The way that Yagi assumes his readers are homophobic is one of the story’s most startling aspects. That might not catch people’s attention as much as it did mine, but considering who I am and where I come from, it’s a really melancholy aspect of the book. Yagi frequently feels as though he must defend his desire to marry Kyota. This is evident in both the intensely personal moments where he struggles with coming out to his parents and in his remarks to the reader about how he hopes reading about their relationship will help readers’ minds become more open. The adoption process requires biological parental consent, so the two men will have to determine whether to declare their relationship as more than just “good friends” or continue to portray themselves as single men who are just figuring out how to take care of each other. While Kyota chooses not to come out to his parents, Yagi’s parents are approached differently by each of them. His parents are totally happy with Kyota’s explanation, which is a very good example of how every family situation is different. Even when he doesn’t come out to both of them, Yagi’s are significantly more reluctant at the same time. His emotional journey is far more about reassuring his parents that what they want for him and what he wants for himself won’t always look the same; Yagi’s vision doesn’t include his father’s desires of having grandchildren, for example. His attempts to speak with his father about this matter have an eerily familiar quality to them, which is well counterbalanced by the manga’s framing of it as an RPG boss battle—the kind in which you have to restart the attack because the boss’s health bar keeps inexplicably refilling.

The book also poses some thought-provoking queries regarding gendered norms. According to the text, this type of adoption is successful since the older person adopts the younger, hence Yagi will be the adoptee because Kyota is only a few months older than Yagi. This positions Yagi as the “wife” in a conventional heterosexual marriage, denoting that Yagi will be the one to adopt the last name of the other spouse. Traditionally, not many have given this much thought—wives are “supposed” to become part of their husbands’ families. It’s still typical to expect it. However, Yagi’s parents are furious and even make demands over which family tombstone Yagi will be buried next to after his death when they find out that their son would be transferring family records. This is an interesting component of marriage that relates to assumptions about a son’s obligation to his family and beliefs of both women’s subservience, even though it isn’t mentioned overtly. Even though one of them is unaware that this is being done for marriage, Yagi’s parents are uneasy, and it speaks much about the underlying cultural problems.
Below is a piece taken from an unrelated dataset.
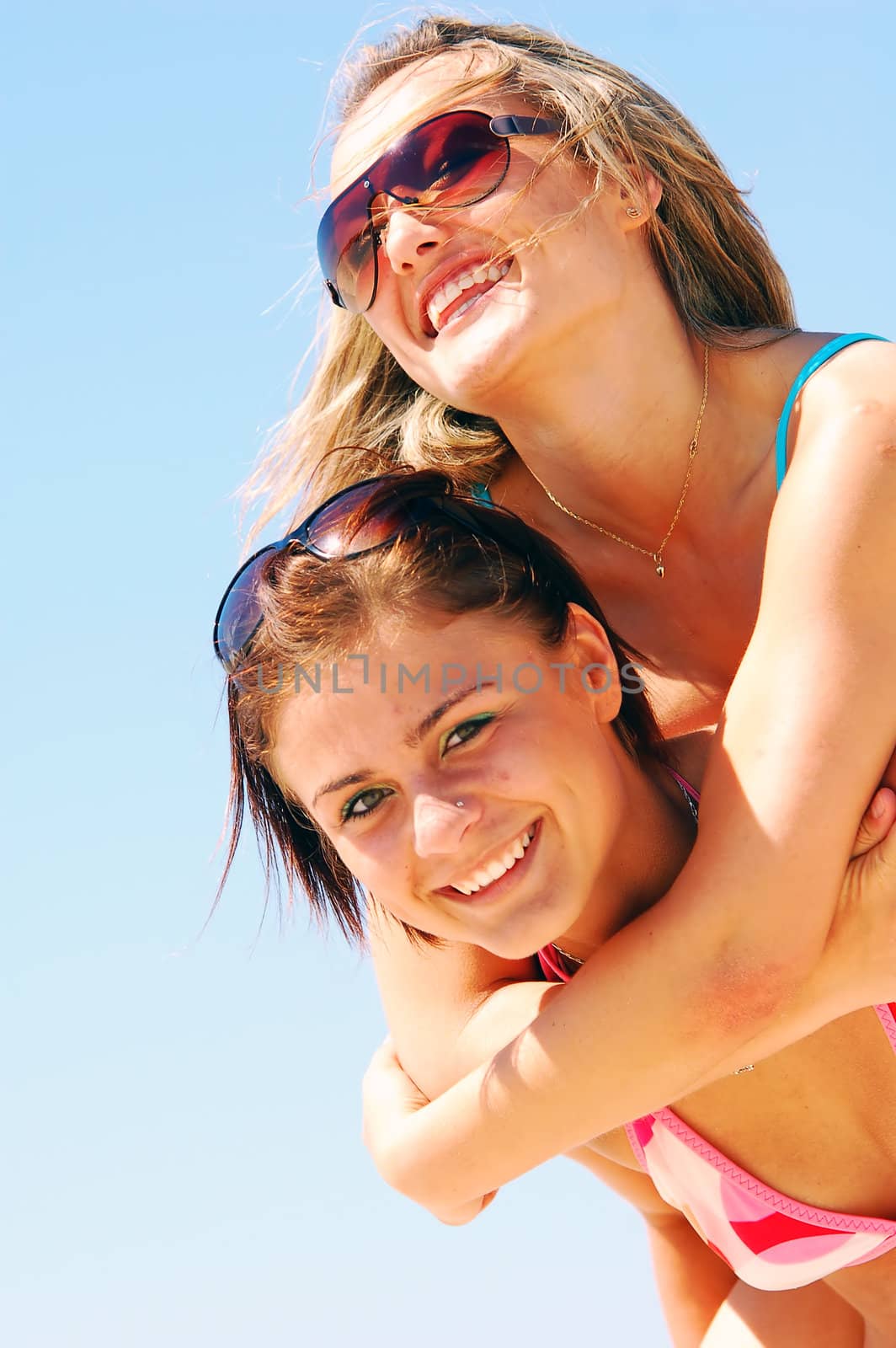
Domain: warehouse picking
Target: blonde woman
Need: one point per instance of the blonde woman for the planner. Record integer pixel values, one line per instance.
(583, 316)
Even with such a serious issue, Yagi keeps his handling rather light. Gay prejudices are quickly disproved in the book’s opening section. It offers clear information regarding the adoption procedure. However, a lot of it revolves around the primary reason Yagi and Kyota want to be married: they are in love with one another and don’t see that changing. Their desire is to have legal presence in all area of each other’s lives. Having met at Comiket in 1998, they have been together for decades and are already happy, but they need to clear a few formalities before they can move forward with their next step. The novel covers every serious topic imaginable (Yagi’s father’s homophobia is probably the hardest to accept humorously), but the main message is that this is a narrative about two people who genuinely love each other and want to marry. And that’s it. The book is easy accessible while staying in your memory because of its thematic simplicity, which serves to emphasize how absurd it is that they can’t simply register their marriage as such.

Yagi states at the book’s conclusion, “I just want people to realize that people like us exist and for them to stop hating us for no good reason.” Although the reader is once more presumed to be homophobic, this serves as a clear reminder of Yagi and Kyota’s presumption. Their narrative shouldn’t have to be this complicated, and this novel serves as a helpful reminder that not everyone views the world in the same way.